After talking to Mentor #2, I feel like I have a ton to work on. He asked me if I thought I deserve more, and I said I did. “You don’t deserve shit, Sydney”, he said. And he’s right. I need to work. I need to succumb to the passion and just let it rip, and then things will come. I don’t think I meant it like I want everything handed to me on a silver platter, but the message is the same, regardless of what I meant.
When I told him I feel like I’m behind, he said “you are, intellectually.”
Lesson #3: PR is about making people understand why they matter – not social media. Social media is a tactic through which you can disperse the story, but the story is the key, and the story comes from believing in the client, and understanding why they matter.
When he asked me why we’re here (as PR professionals), the correct answer was not everything I’ve been taught in school. The correct answer was not “to represent X and maintain their image” or “a communication function of management” or any other definition that I’ve swallowed and regurgitated for every test in the PR sequence.
The correct answer was, “to make people understand why they matter”. His approach on PR is something I’ve never seen. It’s everything I never knew I wanted to be. Sure, I have ideas of what I want to do (though they aren’t very concrete, after saying them out loud) but talking to Mentor #2 really put things in perspective.
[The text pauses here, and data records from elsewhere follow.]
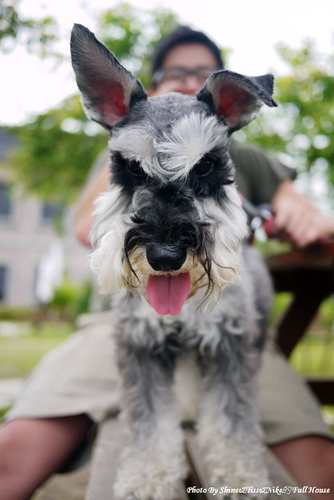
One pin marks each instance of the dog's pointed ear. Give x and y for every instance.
(108, 90)
(237, 98)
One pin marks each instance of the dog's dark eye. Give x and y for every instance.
(204, 167)
(134, 168)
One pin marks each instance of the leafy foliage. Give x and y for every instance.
(59, 147)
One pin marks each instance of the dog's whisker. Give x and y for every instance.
(171, 232)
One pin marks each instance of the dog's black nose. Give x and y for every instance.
(165, 258)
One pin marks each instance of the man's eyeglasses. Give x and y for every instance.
(180, 74)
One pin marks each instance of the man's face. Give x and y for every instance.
(191, 57)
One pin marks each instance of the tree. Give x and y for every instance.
(36, 35)
(300, 130)
(59, 147)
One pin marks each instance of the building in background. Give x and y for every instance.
(29, 243)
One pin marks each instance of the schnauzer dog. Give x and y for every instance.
(171, 233)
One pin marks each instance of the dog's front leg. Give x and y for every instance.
(229, 434)
(153, 463)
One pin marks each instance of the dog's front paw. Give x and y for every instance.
(144, 477)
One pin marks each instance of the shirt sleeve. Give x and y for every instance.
(258, 174)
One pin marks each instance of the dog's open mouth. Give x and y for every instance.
(168, 293)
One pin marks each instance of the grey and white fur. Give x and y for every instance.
(171, 232)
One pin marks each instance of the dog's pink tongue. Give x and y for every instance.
(167, 294)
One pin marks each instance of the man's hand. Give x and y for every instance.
(297, 220)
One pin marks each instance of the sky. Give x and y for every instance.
(251, 28)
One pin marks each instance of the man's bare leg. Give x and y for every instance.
(31, 450)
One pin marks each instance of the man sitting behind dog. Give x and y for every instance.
(76, 385)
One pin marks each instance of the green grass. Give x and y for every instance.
(19, 355)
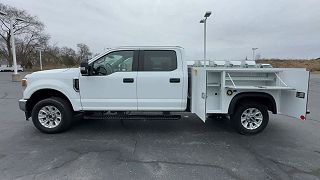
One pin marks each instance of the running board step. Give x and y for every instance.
(135, 117)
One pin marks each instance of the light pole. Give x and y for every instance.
(40, 57)
(15, 75)
(204, 21)
(253, 53)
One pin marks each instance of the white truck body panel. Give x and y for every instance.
(281, 84)
(152, 91)
(109, 92)
(289, 104)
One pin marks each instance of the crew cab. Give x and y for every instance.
(136, 82)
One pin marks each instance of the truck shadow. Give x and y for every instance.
(185, 124)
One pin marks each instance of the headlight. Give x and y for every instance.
(24, 83)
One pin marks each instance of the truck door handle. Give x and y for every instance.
(128, 80)
(174, 80)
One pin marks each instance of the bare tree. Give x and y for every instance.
(29, 34)
(68, 56)
(83, 52)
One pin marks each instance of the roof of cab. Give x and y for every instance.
(148, 47)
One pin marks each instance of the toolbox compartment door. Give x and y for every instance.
(198, 94)
(293, 103)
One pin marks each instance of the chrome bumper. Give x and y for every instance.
(22, 104)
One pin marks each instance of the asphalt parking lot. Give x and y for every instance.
(180, 149)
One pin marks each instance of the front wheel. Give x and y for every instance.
(52, 115)
(250, 118)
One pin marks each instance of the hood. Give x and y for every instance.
(55, 73)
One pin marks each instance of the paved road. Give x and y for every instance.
(182, 149)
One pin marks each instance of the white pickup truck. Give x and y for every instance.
(132, 82)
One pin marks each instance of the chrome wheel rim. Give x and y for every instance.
(251, 118)
(49, 116)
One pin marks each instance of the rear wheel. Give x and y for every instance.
(250, 118)
(52, 115)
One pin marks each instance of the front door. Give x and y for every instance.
(112, 83)
(160, 81)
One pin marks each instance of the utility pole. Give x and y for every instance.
(204, 21)
(253, 53)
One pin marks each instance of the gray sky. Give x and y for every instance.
(279, 28)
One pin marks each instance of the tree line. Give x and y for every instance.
(30, 38)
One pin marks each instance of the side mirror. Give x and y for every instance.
(84, 68)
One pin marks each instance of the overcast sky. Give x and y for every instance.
(279, 28)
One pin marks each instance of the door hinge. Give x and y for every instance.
(76, 84)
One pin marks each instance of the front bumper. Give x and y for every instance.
(23, 104)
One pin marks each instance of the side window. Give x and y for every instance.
(117, 61)
(162, 60)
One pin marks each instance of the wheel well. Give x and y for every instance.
(44, 94)
(263, 98)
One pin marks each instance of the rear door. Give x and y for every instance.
(294, 102)
(160, 81)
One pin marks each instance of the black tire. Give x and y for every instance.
(65, 111)
(245, 108)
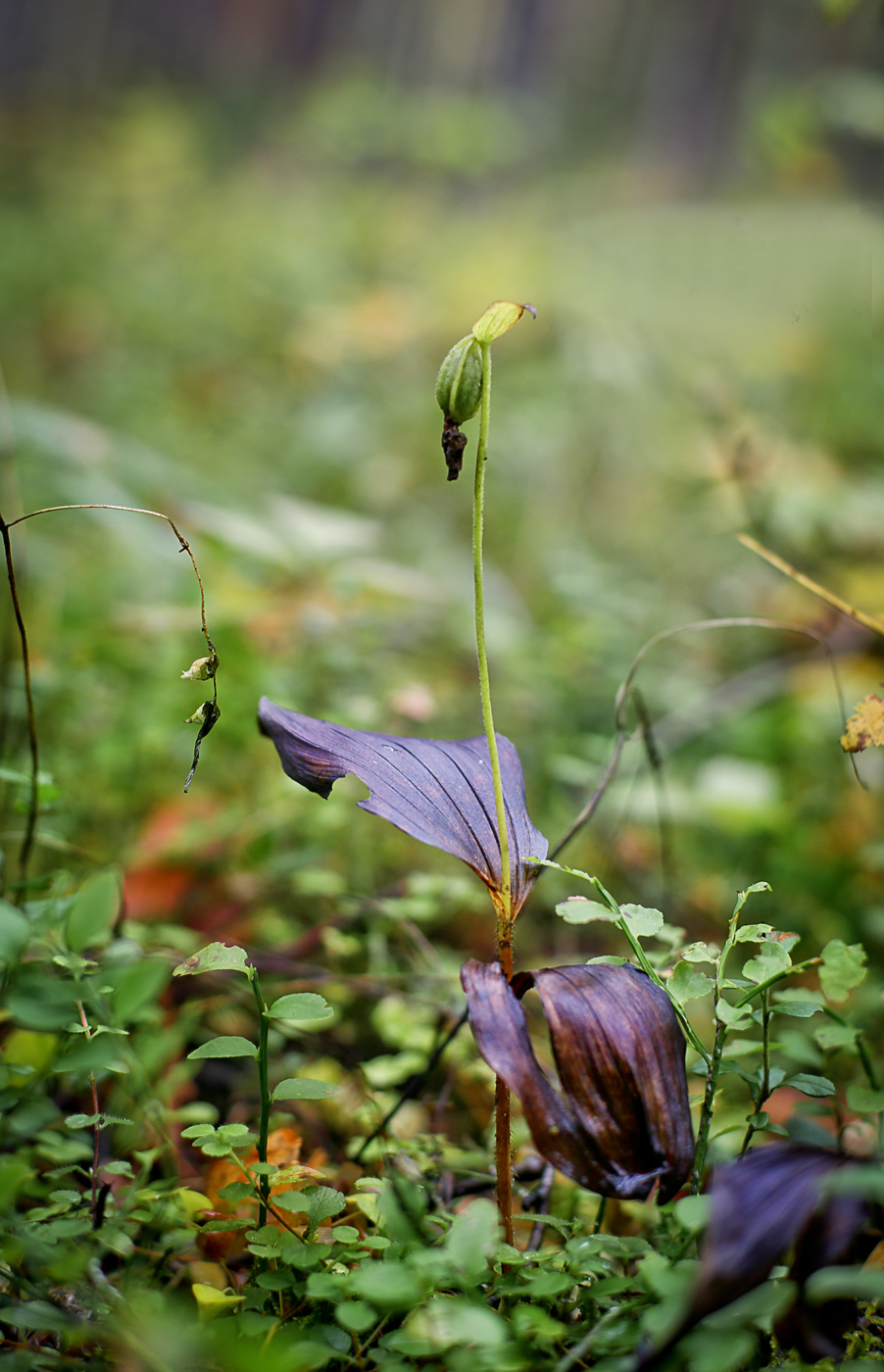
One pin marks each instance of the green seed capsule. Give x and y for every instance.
(459, 383)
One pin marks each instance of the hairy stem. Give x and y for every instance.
(264, 1088)
(504, 902)
(485, 685)
(763, 1091)
(134, 510)
(706, 1113)
(95, 1110)
(30, 823)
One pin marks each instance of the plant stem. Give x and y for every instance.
(706, 1113)
(95, 1110)
(264, 1183)
(503, 902)
(485, 686)
(763, 1091)
(30, 823)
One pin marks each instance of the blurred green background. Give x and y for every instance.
(236, 244)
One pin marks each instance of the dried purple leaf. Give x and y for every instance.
(437, 791)
(622, 1120)
(764, 1204)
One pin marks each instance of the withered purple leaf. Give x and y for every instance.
(622, 1120)
(437, 791)
(763, 1206)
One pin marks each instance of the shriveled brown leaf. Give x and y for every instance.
(622, 1118)
(865, 726)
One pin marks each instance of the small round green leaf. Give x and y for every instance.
(302, 1004)
(93, 911)
(229, 1046)
(215, 957)
(302, 1088)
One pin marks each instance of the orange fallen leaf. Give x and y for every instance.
(865, 726)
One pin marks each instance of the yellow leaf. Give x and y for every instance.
(212, 1300)
(865, 726)
(497, 318)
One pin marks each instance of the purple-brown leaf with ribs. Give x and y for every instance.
(763, 1206)
(437, 791)
(622, 1120)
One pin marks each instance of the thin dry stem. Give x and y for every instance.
(869, 621)
(30, 822)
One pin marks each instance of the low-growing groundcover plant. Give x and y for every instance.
(148, 1224)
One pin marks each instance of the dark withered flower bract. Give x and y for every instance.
(764, 1206)
(622, 1120)
(438, 791)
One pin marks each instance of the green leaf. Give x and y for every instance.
(212, 1300)
(835, 1036)
(215, 957)
(798, 1008)
(356, 1316)
(236, 1191)
(692, 1213)
(497, 318)
(863, 1100)
(14, 932)
(235, 1134)
(853, 1283)
(229, 1046)
(215, 1148)
(750, 891)
(643, 921)
(139, 987)
(687, 984)
(770, 962)
(302, 1088)
(93, 911)
(810, 1086)
(730, 1015)
(753, 933)
(302, 1005)
(578, 909)
(390, 1286)
(316, 1202)
(699, 953)
(842, 969)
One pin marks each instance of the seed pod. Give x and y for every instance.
(459, 383)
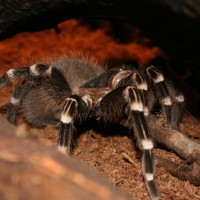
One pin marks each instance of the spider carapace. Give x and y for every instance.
(70, 90)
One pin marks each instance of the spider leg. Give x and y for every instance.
(73, 105)
(170, 98)
(15, 101)
(131, 98)
(178, 105)
(36, 71)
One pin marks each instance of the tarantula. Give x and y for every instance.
(67, 91)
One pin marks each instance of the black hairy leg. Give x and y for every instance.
(68, 92)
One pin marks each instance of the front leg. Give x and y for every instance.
(72, 107)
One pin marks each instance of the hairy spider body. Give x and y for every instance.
(69, 90)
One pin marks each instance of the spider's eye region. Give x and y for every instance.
(140, 82)
(40, 69)
(119, 77)
(155, 75)
(10, 73)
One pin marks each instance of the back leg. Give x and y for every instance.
(16, 100)
(171, 99)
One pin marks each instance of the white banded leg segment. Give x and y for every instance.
(177, 111)
(67, 129)
(15, 101)
(138, 122)
(148, 171)
(40, 70)
(162, 91)
(142, 86)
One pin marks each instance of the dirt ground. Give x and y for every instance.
(114, 156)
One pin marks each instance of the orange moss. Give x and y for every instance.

The guy is a genius. Maybe a little crazy, as most creatives are, but brilliant nonetheless. He asked me what kind of releases I was writing for Moffitt. I told him about this doc who has been here for less than a month and has performed two first-ever surgeries at Moffitt. The way I had been writing these releases was more like an announcement, not a story. Mentor #2 asked me why that doctor wanted me to write a release about the surgery. The answer, after like four attempts to answer, was simple.
“You want to write this story about the surgery to make people aware that Moffitt is on the cutting-edge for this procedure. People that need this procedure should want to come to Moffitt and Moffitt alone to get it, which in turn creates profit for Moffitt.”
Lesson #4: Quit blaming everyone else.
I was blaming the institution for not allowing me to write it as anything but an announcement. I was taking the fact that I didn’t know of any other way to convey the information and turning it around on them. I was blaming my teachers for not teaching us how to think this way. The fact of the matter is, he may be the only one who does. And then everyone who meets him, has anything to do with him, is made into a believer.
“Quit blaming them Sydney, and write it how you know it should be written,” he said.
Turns out, I haven’t been giving myself the experience I should. I’ve been going with the flow, not looking for avenues to break out. I didn’t know I could. And I don’t know that I can. But think about it. What if everything I’ve written this semester was re-drafted to give it purpose and to make it matter, not just to announce to whoever is listening that this has happened. What if I re-wrote it to make people want to listen, to make them want more, to make them believe in what we’re doing.
“That’s the kind of stories I’d like to tell, Sydney. That’s compelling stuff. I get clients that hand me a spoon and want me to make the spoon matter. You’re handed content that does matter, that is important. Think of what you can do with that.”
Lesson #5: My resume is a work in progress, as each mentor has different advice.
We worked on my resume, which is like what every mentor wants to do with me right now. I love how different people from different backgrounds have me writing it differently. This guy has been the president of three different agencies, he knows what’s up. He doesn’t do the hiring, and the guy has never written a resume for himself in his life, but he’s seen tens of thousands of resumes, so he knows what the people that do the hiring are looking for.
So what’s next? I draft my resume per his suggestions and get some more feedback. I have lunch with Penelope today, so that will probably get my mind spinning in the opposite direction.